黎姿歪头想了一下,做出决定,然后把包包放回床头,夸张地叹气:“那好吧,真拿你没办法。”
牧歌感觉心虚,反复强调:“你放心,我绝对没有想歪,肯定不会对你做过分的事情。”
黎姿弯腰摸出包包里的手机,一脸狐疑地嘟囔:“现在这么信誓旦旦,待会儿还能这样坚定吗。”然后走向走廊,告诉牧歌:“我去给家里报个平安。”
“好。”牧歌坐进被子里,小鹿乱撞,激动难耐。
黎姿走进漆黑的走廊,关上门打电话:“喂?建刚妹妹。”
“你什么时候下来?”李建刚在电话里问。
“我不回家了,你把车开回去吧。”黎姿的声音怪怪的,像克制着什么喜悦。
“我在楼下等了你整整五个小时,现在你告诉我,你不回去了?嗯?”李建刚反问,“你下午的时候不是信誓旦旦地说看一眼就走吗?”
“呃,他的伤情,嗯……比我想的严重……”黎姿结结巴巴,狼狈招架,“总之,我明天再回家。”
“……”建刚妹妹陷入沉默。
“喂?”黎姿以为李建刚把电话挂了。
“你包里有安全套吗?”李建刚的提出一个朴实刚健的问题。
“当然没有!我要那个干嘛!”黎姿羞愤地捂着电话嚷道。
“我去便利店买一些,给你送上来。”李建刚的声音没有丝毫感情,保持着扎实稳健的工作作风。
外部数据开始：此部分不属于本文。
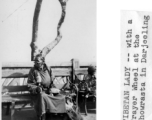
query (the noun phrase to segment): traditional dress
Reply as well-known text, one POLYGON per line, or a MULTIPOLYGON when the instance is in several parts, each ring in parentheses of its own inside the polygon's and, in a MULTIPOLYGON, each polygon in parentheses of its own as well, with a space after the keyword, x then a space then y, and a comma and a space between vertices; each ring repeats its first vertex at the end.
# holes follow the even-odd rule
POLYGON ((43 69, 38 69, 36 66, 31 68, 28 76, 29 91, 34 95, 31 99, 34 104, 35 111, 38 116, 48 113, 66 113, 65 96, 49 94, 49 89, 52 83, 52 71, 44 64, 43 69), (42 92, 38 93, 38 81, 41 81, 42 92))

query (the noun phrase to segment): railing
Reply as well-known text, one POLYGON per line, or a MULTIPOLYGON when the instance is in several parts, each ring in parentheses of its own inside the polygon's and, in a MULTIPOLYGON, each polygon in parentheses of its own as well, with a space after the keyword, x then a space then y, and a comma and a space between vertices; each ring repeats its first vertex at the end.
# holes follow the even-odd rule
MULTIPOLYGON (((75 74, 87 74, 89 65, 96 63, 80 63, 76 59, 63 63, 46 63, 51 67, 53 75, 56 77, 56 84, 61 83, 59 87, 65 84, 67 77, 74 83, 75 74)), ((3 63, 2 64, 2 86, 7 85, 26 85, 29 70, 33 63, 3 63)), ((59 84, 58 84, 59 85, 59 84)))

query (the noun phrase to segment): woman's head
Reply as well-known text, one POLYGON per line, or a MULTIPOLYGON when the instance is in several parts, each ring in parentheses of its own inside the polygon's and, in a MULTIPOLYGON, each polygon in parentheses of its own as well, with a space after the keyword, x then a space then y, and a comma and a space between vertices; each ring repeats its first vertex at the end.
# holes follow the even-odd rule
POLYGON ((94 75, 96 73, 96 67, 95 66, 89 66, 88 67, 88 74, 94 75))
POLYGON ((38 54, 35 57, 34 63, 36 67, 41 68, 45 63, 45 58, 41 54, 38 54))

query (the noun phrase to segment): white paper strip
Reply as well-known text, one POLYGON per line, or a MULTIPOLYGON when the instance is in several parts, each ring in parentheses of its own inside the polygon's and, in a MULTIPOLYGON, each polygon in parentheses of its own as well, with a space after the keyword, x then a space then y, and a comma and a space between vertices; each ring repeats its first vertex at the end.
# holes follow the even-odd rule
POLYGON ((152 120, 152 12, 121 11, 122 120, 152 120))

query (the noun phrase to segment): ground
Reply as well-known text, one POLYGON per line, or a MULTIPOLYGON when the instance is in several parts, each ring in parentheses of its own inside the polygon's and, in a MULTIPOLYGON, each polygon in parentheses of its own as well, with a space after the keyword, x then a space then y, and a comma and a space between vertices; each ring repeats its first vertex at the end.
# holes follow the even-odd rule
MULTIPOLYGON (((86 116, 84 114, 83 106, 81 106, 81 115, 84 118, 84 120, 96 120, 96 105, 94 102, 88 102, 88 115, 86 116)), ((2 110, 2 120, 11 120, 10 115, 5 115, 5 109, 2 110)), ((25 108, 22 110, 16 110, 15 111, 15 120, 36 120, 36 114, 33 108, 25 108)), ((55 120, 55 119, 54 119, 55 120)), ((59 120, 59 119, 58 119, 59 120)))

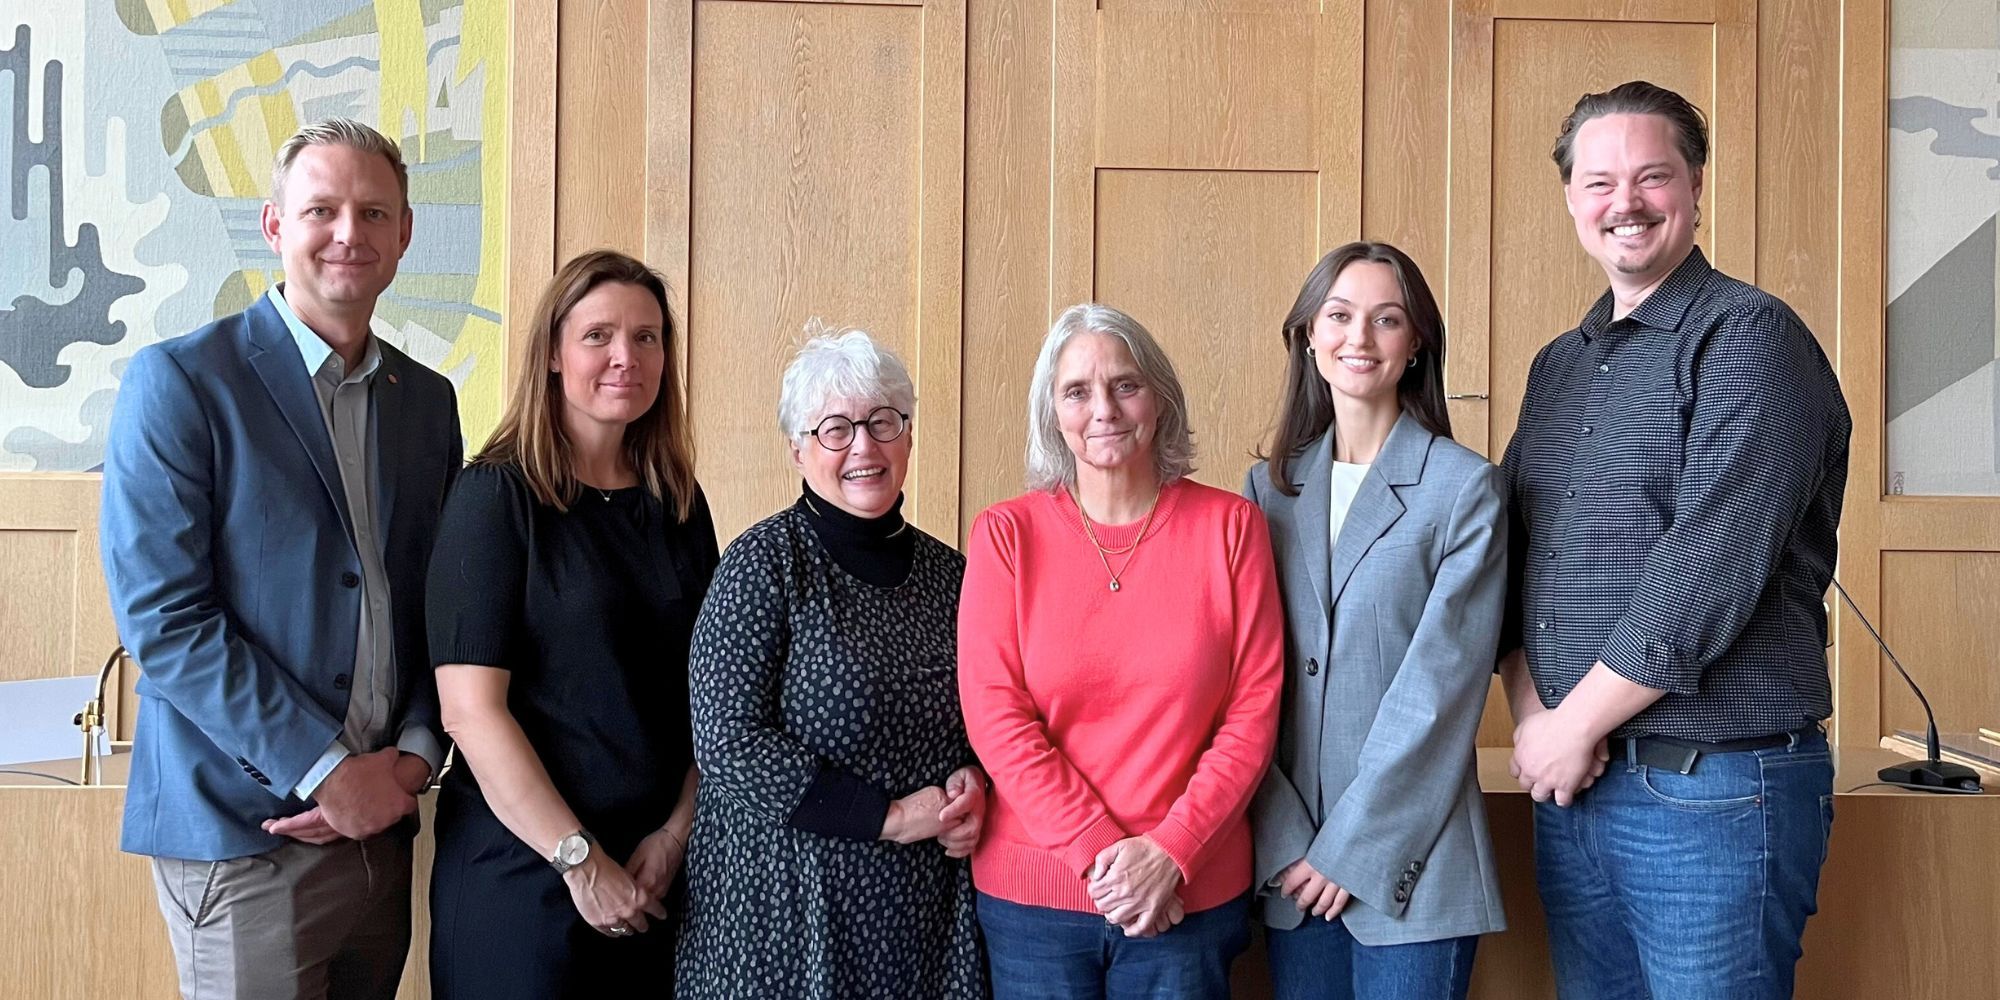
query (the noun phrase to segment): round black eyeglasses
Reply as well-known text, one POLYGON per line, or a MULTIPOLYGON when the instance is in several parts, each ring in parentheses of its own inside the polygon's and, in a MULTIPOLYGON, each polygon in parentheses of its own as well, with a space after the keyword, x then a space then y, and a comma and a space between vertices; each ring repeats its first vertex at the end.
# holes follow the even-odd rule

“不要!绝对不要!”黎姿激烈抗议。她的心中曾有一丝动摇,但是这份动摇立刻被强烈的羞耻感给否决了:如果牧歌看到安全套,绝对会会心一笑,心想黎姿原来做好准备了呀。
发生什么事情都可以,唯有这一幕绝不可以发生!
“什么保护都不做吗?如果是这样的话,我没有沉默的权力,我必须向夫人汇报。”明明每一个字都让黎姿羞耻得无以复加,但是李建刚偏偏保持着公事公办的冷酷口吻。
“我只是陪护而已啦!陪护!”黎姿脸颊滚烫,心脏“砰砰”乱跳,直接命令李建刚回家,然后狼狈地挂了电话。
建刚妹妹是陪着黎姿长大的,从小就接受了良好教育,无微不至地为黎姿提供贴身服务,所以才被江璃弄到了特勤岗位。建刚妹妹别的都好,就是成天一副公事公办的漠然表情,叫人琢磨不透她的心理活动。
黎姿庆幸门是隔音的。她平复了一下呼吸,才若无其事地回到病房,看到牧歌已经整理好相邻的床铺,拍着被褥对她笑:“我们可以聊到困,真好啊。”
看到那坦率的笑容,黎姿的紧张、猜测、害怕、羞耻都烟消云散,她如释重负地走过去,褪下外套挂在衣架上,爬到床上坐着,惬意地伸懒腰:“是呀!”
牧歌跟她说闲话,一起闲扯腐败的派系,争相探讨总统的八卦,共同抨击造舰费用里的水分。最后牧歌往枕头上一倒,看着天花板说:“造舰的钱还远远不够,我现在掣肘的是武技不能充分发挥实力。如果有你那样的绝学就好了。”
黎姿偷偷褪去百褶裙,穿着丝袜飞快地缩进被子,将长发披在肩上,抱着膝盖笑道:“改姓入赘啊,把这样那样的武技全都教给你。”
牧歌发出不屑一顾的嗤笑。黎姿的心刚在冰水里一蘸,牧歌就翻身面对黎姿,支着脑袋商量说:“你嫁给我以后,我就要自立门户,成为牧阀的第一位阀主,然后把牧阀壮大成万神殿第六大姓氏,让你再也不必委屈自己、迁就别人。”
“噗嗤!木筏!”黎姿取笑他。
“哼,你现在看不起我,总有一天你会目瞪口呆的。”牧歌的理想被嘲笑,气得翻身就睡。
“喂!牧歌!”黎姿在后面叫他。
“嗯?”牧歌爱答不理的回头瞥黎姿,却发现不对。黎姿什么把衬衫扣子全都解开了?
牧歌扭头回想时,才意识到黎姿的举动异常,急忙坐起来再回头端详黎姿,只看到黎姿那洁白的衬衣飘飘荡荡地落在地毯上,而她已经缩进被窝,攥着被子“吃吃”笑:“还说不是sè_láng!你差点跳起来,哈哈哈!”